To our dismay, we are provided with a barrage of unnecessarily overt “quirky” characters in bit parts (Lois Smith's scientist, Tim Blake Nelson's dim bulb prison guard, and Peter Stormare's plastic surgeon who's motives are incomprehensible) and too many way-too-standard-for-this-caliber-of-movie plot contrivances (everyone knows by now to ignore the outstandingly “bad” guy and to watch out for the trusting confidant – especially when that confidant is played by an actor know for roles as villains). Furthermore, we receive heaping tablespoons of bogus and hollow moments of “anxiety” (by far the most irritating is the one with those balloons – yuck!), a performance by a presumably talented actress, Samantha Morton (haled for work in Woody Allen's Sweet and Lowdown), given nothing to do but whimper with freakish absurdity as one of the “precognitive” murder prophets, and plenty of Spielbergian heart (A kidnapped and murdered son spurs Anderton on to inner and outer struggles – will he find peace!?).
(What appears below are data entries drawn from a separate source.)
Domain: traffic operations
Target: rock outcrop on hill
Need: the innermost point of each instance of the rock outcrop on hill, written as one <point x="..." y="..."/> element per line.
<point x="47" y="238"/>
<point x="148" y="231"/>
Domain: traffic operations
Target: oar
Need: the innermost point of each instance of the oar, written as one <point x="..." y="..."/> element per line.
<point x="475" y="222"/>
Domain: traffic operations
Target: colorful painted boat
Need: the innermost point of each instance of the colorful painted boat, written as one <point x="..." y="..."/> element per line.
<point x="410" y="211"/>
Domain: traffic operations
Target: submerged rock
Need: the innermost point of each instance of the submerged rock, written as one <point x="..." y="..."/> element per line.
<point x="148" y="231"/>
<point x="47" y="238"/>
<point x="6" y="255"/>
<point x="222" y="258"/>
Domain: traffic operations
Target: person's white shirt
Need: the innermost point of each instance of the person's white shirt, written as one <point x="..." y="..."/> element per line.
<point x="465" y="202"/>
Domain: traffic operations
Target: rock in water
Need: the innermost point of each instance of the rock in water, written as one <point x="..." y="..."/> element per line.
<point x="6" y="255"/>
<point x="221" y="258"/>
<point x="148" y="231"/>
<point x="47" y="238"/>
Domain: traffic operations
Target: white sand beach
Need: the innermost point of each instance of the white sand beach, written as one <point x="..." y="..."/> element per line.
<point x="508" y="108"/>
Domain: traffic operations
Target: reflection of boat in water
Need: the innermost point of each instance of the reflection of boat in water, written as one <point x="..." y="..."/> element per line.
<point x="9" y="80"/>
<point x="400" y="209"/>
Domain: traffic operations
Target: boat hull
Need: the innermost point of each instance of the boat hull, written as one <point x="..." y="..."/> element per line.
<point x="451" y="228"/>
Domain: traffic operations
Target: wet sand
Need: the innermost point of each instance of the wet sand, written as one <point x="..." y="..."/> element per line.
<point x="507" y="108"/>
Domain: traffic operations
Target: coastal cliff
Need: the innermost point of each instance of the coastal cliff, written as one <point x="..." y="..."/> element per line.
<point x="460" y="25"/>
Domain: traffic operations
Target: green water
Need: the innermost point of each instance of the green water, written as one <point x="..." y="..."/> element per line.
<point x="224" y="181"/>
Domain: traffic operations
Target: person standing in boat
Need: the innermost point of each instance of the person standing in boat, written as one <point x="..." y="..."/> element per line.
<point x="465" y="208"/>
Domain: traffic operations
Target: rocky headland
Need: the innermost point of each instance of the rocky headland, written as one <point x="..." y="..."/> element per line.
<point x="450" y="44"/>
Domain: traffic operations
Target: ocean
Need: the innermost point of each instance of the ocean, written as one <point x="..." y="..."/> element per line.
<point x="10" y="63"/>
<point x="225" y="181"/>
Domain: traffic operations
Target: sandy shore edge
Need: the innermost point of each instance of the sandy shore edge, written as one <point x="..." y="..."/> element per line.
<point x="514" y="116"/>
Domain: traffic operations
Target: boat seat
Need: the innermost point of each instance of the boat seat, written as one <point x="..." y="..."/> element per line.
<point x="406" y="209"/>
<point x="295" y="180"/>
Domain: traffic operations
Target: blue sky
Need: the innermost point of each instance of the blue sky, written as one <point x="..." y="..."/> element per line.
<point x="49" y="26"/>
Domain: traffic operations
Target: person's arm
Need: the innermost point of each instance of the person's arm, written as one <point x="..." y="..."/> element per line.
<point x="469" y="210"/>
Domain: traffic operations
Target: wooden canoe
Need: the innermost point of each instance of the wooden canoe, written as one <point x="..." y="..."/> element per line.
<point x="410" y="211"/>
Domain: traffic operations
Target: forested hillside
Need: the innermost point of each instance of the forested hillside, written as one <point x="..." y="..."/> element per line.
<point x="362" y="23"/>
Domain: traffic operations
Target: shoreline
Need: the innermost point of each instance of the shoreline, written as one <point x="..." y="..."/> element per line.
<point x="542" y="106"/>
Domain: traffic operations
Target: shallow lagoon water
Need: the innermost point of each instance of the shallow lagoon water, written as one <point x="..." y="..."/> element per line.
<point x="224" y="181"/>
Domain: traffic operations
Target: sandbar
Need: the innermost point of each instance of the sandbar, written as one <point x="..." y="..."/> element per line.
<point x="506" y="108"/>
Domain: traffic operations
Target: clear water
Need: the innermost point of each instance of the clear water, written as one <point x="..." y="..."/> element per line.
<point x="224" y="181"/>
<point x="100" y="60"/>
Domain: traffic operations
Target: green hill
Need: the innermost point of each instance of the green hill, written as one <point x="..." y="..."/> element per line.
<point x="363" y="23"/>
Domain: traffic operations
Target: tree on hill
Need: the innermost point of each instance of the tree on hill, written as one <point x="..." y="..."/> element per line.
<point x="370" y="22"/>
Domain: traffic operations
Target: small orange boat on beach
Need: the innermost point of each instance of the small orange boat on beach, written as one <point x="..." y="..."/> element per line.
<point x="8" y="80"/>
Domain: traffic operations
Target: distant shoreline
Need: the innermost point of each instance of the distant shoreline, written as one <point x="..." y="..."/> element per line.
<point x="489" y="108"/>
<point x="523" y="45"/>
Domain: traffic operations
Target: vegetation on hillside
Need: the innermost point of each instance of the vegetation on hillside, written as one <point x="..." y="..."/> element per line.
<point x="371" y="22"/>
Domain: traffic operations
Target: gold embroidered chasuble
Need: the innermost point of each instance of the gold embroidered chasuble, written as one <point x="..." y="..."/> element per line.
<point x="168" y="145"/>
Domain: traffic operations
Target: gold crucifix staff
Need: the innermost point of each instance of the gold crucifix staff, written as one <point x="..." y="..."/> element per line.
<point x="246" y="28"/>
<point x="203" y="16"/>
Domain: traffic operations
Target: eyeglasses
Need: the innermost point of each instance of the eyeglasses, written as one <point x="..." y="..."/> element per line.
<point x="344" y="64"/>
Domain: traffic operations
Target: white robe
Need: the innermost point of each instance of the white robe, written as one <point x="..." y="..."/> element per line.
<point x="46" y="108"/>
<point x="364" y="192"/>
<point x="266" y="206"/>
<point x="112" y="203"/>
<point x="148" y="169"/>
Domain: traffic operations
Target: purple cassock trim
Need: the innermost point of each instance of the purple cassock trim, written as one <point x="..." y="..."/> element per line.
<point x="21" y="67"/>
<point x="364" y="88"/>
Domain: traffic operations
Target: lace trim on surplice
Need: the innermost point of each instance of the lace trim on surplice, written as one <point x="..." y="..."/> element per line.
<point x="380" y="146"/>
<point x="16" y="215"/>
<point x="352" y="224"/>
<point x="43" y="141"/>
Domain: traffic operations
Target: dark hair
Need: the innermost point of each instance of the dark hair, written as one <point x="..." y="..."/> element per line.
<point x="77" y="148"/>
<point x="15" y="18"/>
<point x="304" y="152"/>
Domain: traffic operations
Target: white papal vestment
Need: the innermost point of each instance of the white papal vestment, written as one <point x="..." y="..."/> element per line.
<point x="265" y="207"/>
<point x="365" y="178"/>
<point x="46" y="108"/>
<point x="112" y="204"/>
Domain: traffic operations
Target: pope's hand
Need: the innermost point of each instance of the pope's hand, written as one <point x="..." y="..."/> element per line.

Whether you are sick of that or not by now is a personal decision, but why settle for manufactured emotion when there are movies out there like In the Bedroom and Moulin Rouge. I guess I'm done venting now. It would have been nice if this was a better piece of work, that's all – a solid summer entertainment with smarts it is, I can't take that away. With a little bit of editing it would have been a four star, two thumbs up, whatever your way of saying “damn good”. One more thing – besides the fact that within the movie there is something called a minority report, I have no clue why it deserved to be the title of this movie. Think about it and get back to me.